Of all the genres, science fiction is perhaps the most frequently misjudged by contemporary audiences. On one hand, this is understandable—sci-fi is inherently experimental, built on wild extrapolation and invention, so it’s not surprising that viewers might need time to fully process and appreciate its ideas. On the other hand, it’s also the genre most prone to ageing poorly. We’ve known for more than two decades that 2001: A Space Odyssey didn’t accurately predict the year 2001, and we can all breathe a sigh of relief that Blade Runner’s dystopian vision of 2019 never came to pass.
There is an argument to be made that the best science fiction movies should not be blockbuster successes. Movies like Ridley Scott’s Blade Runner and Alfonso Cuarón’s Children of Men fared poorly at the box office, but have gone on to heavily influence later filmmakers.
It’s also fairly reasonable to assume that movies like Denis Villeneuve’s Blade Runner 2049 and Alex Garland’s Annihilation will someday be equally important to filmmakers. It seems as if the best science fiction is the kind that is so dense and original that it takes years to fully unpack.

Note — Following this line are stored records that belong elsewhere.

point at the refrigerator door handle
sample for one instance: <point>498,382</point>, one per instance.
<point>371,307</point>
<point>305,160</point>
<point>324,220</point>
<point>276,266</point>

According to director Ron Howard, there is another recent science fiction flop that didn’t get its due. In a Reddit Ask Me Anything thread around the time his 2015 film Heart of the Sea was released, the director was asked whether there were any recent films he’d recommend that people might not have heard of. “Well, I hope people have heard of Ex Machina and have seen that movie,” he responded. “I loved it. It didn’t do all that well on [its] theatrical run–you know, one of those things. Not an easy movie to market. But it’s getting some attention in the awards race, and it really deserves it.”
Ex Machina was Alex Garland’s directorial debut after spending the first decades of his career writing novels (includingThe Beach, which was adapted into an unsettling Danny Boyle film), and screenplays (including the one for 28 Days Later). Released in 2014, it stars Domhnall Gleeson as a young programmer who is invited to the palatial estate of a mysterious tech billionaire (Oscar Isaac) to test his latest invention, a humanoid robot played by Alicia Vikander.
It received excellent reviews when it was released, with critics praising the depth and seriousness with which it explores the ideas of sentience, artificial intelligence, and scientific ethics. However, it struggled at the box office, possibly due to its slow pace and dense, cerebral plot. Early trailers of the film depicted it as a stylish, pulse-pounding, horror-inflected thriller, and while it certainly has those elements, it is, like Garland’s next film, Annihilation, extremely cryptic and refuses to offer easy answers.
As Howard hoped, Ex Machina did pick up awards momentum, earning two Oscar nominations and winning the award for ‘Best Visual Effects’. It continues to be the only film for which Garland has been nominated for an Academy Award, though he lost the ‘Best Original Screenplay’ statuette to Josh Singer and Tom McCarthy for Spotlight.